In an exclusive statement to North Press, Rayburn said, Washington and Ankara have no choice but dialogue and understanding to resolve differences over the US presence in Syria and on the final political settlement, which has become an urgent need in light of the impossibility of returning the situation in Syria to before 2011.

“There will be no large-scale Turkish attack on the Syrian Democratic Forces-held areas, as Washington is keen to avoid the region further security collapse, while working to preclude any armed military clashes between the Turkish and American armies on Syrian territory,” Rayburn expected.

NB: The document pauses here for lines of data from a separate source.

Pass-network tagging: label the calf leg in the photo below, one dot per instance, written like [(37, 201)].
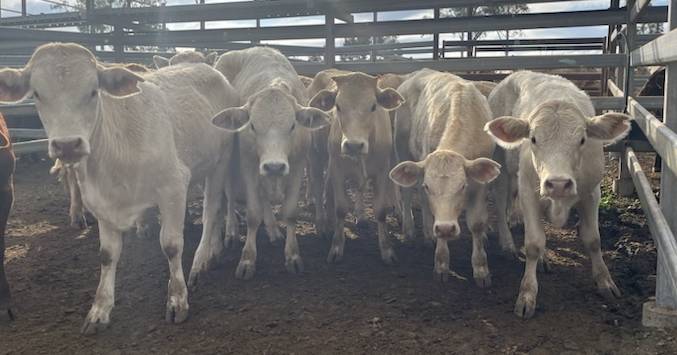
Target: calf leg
[(502, 190), (6, 199), (408, 226), (381, 206), (588, 208), (98, 318), (292, 255), (340, 207), (534, 242), (172, 212), (211, 246), (270, 222), (477, 217), (76, 210), (246, 268), (441, 269)]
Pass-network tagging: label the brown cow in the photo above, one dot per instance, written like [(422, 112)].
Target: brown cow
[(6, 199)]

“The American presence in Syria serves the American national security, and therefore most American lawmakers agree to continue maintaining it, taking into consideration the large movements of ISIS in Syria and Iraq, which  confirm that the organization is still exist,” Rayburn added.

Earlier today, the US President Joe Biden and his Turkish counterpart Recep Tayyip Erdogan met for about 55 minutes on the sidelines of the final day of the G20 Summit in Rome.

The White House issued a statement on the two leaders’ meeting, in which it stressed Washington’s desire to maintain constructive relations, expand areas of cooperation, and manage disagreements effectively with Turkey.

The statement added, Biden and Erdogan also discussed the political process in Syria, humanitarian assistance for Afghans, elections in Libya, the situation in the Eastern Mediterranean, and diplomatic efforts in the South Caucasus.  

“Biden raised some controversial issues between the two countries, such as the issue of the Russian S-400 missile system, the issue of human rights and the rule of law in Turkey, and the importance of preserving democratic institutions in Turkey,” the statement added.